英語の発音に自信はありますか?発音がいい人の英語はかっこよく聞こえますよね。でも別に発音がきれいじゃなくても、世界にはいろいろな訛りの英語がありますし、意思が通じれば問題ありません。

しかし実は発音をある方法で訓練すると、「おまけ」で2つの恩恵がついてきます:

■ 発話スピードが上がる
■ 聞き取りが簡単になる

今回はこれらの恩恵が得られる訓練の仕方と、さらにその練習メニューを音声付きで用意しました。基本的には音声をそっくりそのまま真似るだけの簡単な訓練です。やればやるだけ発音、発話スピードと聞きとりが自然に上達するので、是非活用してください。

目次
1. 「きれいな」発音と「本当の」発音
1-1. 比較例1
1-2. 比較例2
1-3. 音を変化させて言いやすくする
2. 音の変化をマスターする
2-1.”t”の変化
2-2. アクセントのつけどころ
2-3. 単語のセット
3. 総合練習メニュー

1. 「きれいな」発音と「本当の」発音

英語_発音2今回ご紹介する発音訓練法は、英会話の中での「本当の」発音を練習することを主旨としています。

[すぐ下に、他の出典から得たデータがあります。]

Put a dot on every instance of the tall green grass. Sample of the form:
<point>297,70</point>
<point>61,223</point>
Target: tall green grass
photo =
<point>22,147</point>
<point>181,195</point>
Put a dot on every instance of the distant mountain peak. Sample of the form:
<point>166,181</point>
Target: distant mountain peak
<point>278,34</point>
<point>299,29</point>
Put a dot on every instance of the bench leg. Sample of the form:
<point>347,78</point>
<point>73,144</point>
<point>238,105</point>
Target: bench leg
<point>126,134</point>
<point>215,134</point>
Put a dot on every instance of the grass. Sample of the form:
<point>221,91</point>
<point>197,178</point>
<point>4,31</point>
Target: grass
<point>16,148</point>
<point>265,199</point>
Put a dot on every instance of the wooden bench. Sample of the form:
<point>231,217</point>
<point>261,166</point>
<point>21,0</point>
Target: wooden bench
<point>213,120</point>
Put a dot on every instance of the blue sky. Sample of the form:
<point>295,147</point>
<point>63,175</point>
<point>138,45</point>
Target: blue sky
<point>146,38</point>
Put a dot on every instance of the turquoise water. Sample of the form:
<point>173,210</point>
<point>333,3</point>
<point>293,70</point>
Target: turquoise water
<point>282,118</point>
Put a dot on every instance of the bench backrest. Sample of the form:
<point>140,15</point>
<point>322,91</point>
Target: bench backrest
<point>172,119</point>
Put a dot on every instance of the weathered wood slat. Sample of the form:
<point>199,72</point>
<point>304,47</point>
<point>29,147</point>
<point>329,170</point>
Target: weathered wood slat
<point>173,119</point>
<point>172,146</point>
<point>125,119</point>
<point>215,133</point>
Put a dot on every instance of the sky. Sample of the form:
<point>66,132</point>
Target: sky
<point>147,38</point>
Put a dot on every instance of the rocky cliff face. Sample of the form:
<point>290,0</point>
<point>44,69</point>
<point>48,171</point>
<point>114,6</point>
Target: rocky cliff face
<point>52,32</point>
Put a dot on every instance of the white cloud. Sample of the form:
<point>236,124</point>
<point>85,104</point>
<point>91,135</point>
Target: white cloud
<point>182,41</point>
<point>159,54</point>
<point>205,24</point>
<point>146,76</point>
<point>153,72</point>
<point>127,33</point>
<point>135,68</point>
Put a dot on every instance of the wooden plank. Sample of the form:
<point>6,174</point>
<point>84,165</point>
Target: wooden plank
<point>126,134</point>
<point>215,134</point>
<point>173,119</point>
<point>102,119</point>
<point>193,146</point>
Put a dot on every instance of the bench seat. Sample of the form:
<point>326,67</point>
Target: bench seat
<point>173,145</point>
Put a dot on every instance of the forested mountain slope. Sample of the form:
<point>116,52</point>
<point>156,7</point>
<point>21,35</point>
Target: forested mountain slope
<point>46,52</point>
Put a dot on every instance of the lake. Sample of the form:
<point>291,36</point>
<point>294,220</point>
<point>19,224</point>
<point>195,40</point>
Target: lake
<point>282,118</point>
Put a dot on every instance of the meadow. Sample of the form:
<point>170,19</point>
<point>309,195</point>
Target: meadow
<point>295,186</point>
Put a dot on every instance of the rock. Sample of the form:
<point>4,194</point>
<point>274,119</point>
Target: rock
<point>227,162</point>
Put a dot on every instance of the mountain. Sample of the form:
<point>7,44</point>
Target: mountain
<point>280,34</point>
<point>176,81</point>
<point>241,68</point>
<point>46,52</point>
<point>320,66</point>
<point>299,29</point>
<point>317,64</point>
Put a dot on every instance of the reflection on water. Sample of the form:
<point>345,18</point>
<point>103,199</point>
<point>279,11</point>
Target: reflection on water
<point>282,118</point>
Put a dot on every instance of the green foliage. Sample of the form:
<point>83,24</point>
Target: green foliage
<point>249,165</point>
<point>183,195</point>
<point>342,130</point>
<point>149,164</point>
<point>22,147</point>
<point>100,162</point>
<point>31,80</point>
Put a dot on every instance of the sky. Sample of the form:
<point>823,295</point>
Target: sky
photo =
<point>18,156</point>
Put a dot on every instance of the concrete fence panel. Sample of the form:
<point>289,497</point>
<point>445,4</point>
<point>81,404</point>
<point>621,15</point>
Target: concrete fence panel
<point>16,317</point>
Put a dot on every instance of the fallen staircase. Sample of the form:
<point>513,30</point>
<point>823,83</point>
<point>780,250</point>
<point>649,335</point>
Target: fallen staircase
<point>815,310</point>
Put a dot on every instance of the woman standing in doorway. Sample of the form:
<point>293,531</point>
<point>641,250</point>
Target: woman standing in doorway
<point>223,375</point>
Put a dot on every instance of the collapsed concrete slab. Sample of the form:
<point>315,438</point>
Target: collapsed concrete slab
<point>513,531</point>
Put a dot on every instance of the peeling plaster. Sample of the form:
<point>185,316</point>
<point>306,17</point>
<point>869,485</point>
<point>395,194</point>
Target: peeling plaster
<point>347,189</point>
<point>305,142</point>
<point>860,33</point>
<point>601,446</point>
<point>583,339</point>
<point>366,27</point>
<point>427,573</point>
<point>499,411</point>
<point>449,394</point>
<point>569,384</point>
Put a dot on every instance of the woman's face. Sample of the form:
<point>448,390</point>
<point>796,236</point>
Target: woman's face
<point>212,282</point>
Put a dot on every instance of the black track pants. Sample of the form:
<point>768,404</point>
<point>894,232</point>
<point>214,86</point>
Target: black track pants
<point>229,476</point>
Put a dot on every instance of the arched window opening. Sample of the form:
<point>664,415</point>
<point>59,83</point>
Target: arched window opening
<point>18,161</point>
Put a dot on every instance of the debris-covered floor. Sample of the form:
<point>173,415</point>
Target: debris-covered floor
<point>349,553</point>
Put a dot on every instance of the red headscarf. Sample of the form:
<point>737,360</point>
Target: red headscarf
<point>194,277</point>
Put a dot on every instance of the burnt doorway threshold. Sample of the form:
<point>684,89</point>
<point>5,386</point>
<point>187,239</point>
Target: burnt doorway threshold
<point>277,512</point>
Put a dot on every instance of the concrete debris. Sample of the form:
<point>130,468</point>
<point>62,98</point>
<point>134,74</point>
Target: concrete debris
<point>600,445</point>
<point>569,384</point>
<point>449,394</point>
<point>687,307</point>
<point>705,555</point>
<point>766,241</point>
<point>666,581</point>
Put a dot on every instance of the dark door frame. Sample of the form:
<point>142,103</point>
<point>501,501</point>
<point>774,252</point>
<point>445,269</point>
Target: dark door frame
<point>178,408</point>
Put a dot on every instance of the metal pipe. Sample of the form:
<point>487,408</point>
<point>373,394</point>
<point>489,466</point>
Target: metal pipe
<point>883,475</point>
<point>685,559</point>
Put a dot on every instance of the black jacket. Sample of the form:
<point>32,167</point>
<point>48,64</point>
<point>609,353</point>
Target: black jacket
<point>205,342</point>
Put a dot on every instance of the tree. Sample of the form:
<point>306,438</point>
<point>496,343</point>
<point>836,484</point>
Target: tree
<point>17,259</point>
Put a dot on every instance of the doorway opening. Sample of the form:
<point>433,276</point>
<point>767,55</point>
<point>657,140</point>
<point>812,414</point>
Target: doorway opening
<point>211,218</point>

実は正確で「きれいな」英単語の発音は、必ずしも、英会話で聞く「本当の」発音ではないのです。英単語は他の英単語とつなげて発音する時に、音が変わることがあります。英会話では単語ごとにではなく、文で話すものなので、必然と音が変化した発音が用いられます。これが「本当の」発音の正体です。
つまりまとめると、

■ 単語単位で辞書にある通りに正確に発音するのが「きれいな」発音
■ 文の中で、音が変化した単語の発音をするのが「本当の」発音

なのです。違いを理解するために、それぞれの発音を実際に聞いてみましょう。

1-1. 比較例1

次の単語を、正確で「きれいな」発音で聞いてみましょう。

1. Get 2. Next 3. What

Get, Next, What

では次に、今聞いた単語を、他の単語と組み合わせた時の「本当の」発音で聞いてみましょう。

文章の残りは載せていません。